Last year, WikiLeaks released 8,761 CIA documents containing interesting details about the technology, malware, viruses and other exploits and zero day vulnerabilities that the Central Intelligence Agency (CIA) is using.
One interesting section of this document, titled Vault 7, details how the CIA is using the United States consulate in Frankfurt, Germany as a covert hacker base, even giving the hackers based in Frankfurt (which happens to be the largest US consulate in the world) diplomatic “black” passports.
In addition to being given diplomatic passports, the hackers operating out of the Center for Cyber Intelligence Europe (CCIE) are also provided with cover stories they can use for German Customs and other screening procedures.
The Cover Story
The cover story that the CIA agents are instructed to use in Frankfurt is quite interesting. Of course, WikiLeaks revealed that as part of the leaked Vault 7 documents.
We won’t go through it all here, but there is some interesting info about what agents should do during the flight (agents are told to enjoy free Lufthansa booze in moderation), upon arrival (get Euros from the Deutsche Bank ATM, not Travelex and do not leave electronics in your hotel room), as well as on first day (how to get to the Consulate and where to go when inside), during the TDY (temporary duty) and when finally leaving (leave with as few Euros as you can and a recommendation to buy a single malt whiskey at the Duty Free).
The document also reveals the cover story (for a particular trip).
Q: Why are you here?
A: Supporting technical consultation at the Consulate.
Q: What part of the Consulate?
A: Political/Military (POL/MIL)
You can read the instructions here if you’re interested. We wouldn’t recommend going there and trying the cover story for yourself, of course. We should point out that these documents date back between 2013 and 2016, so the CIA probably has new tips by now and is no longer using the same cover stories.
CIA Assessment on Surviving Secondary Screening
Another WikiLeaks document provides insight into the CIA approach to secondary screening procedures at the airport and is equally interesting.
The document is, of course, quite lengthy (there are about 15 pages in total), so here’s the link if you want to check it out for yourself.
Here’s an excerpt from the document, related to triggers for secondary screening:
Referral to secondary screening can occur for concrete reasons, such as watch-list match or discovery of contraband, because of random selection or because the inspector suspects that something about the traveler is not right.
The document further explains the various behaviour, travel patterns, as well as other factors that agents should avoid if they don’t want to deal with secondary screening and ends with tips on how to deal with it.
In particular, the document states that “consistent, well-rehearsed, and plausible cover is important for avoiding secondary selection and critical in surviving it”, especially to the questions “Why you are here?”and “Where are you staying?”.
Another section offers insight into what travel patterns might be suspicious to different intelligence agencies around the world.
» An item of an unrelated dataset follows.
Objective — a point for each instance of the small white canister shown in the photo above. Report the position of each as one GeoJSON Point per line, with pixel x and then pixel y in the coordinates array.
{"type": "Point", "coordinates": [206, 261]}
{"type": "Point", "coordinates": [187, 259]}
For instance, the Venezuelan ONIDEX (Office of National Identification and Foreign Status) will flag any foreign traveler who makes frequent trips to this country (such as five or more times per month) and send him or her to secondary screening), while the Israeli might get suspicious if they see in your passport that you’ve traveled a lot to Muslim countries.
There’s also a warning as to what kind of behavior can be expected from deceptive persons and therefore might trigger secondary surveillance at some airports. According to the document, deceptive persons:
- Pause significantly between a question and their response (they might use sounds like “um”)
- Swallow, bite their lips, breathe deeply, perspire, pick or adjust their clothes
- Use phrases such as “to be honest”, “to tell the truth”, “to be frank” or words like “maybe, normally, typically” and so on
- Or give overly specific answers to questions
Fine Dining Hacking Tool
WikiLeaks has also revealed some of the hacking techniques used by CIA hackers. These, the CIA named “Fine Dining”. They are supposedly capable of getting into high security systems, even if they are not connected to the Internet directly (for instance, police or government databases). Back in 2013, it was even revealed that NSA agents managed to tap into the German Chancellor Angela Merkel’s phone.
When using the Fine Dining tool, the agent will look like he is watching a video, using Prezi or Skype, playing a game (now I’ll never trust people playing LBreakout 2 or 2048) or running a virus scan on MacAfee or Kaspersky. All in all, Fine Dining provides some 24 decoy programs to its user.
These WikiLeaks documents perhaps don’t reveal anything too shocking (we already knew NSA was tapping Angela Merkel’s phone for instance), but they provide a very interesting insight into how CIA operatives are working outside the main Langley base in the United States and when abroad. If nothing, it’s a thought-provoking read.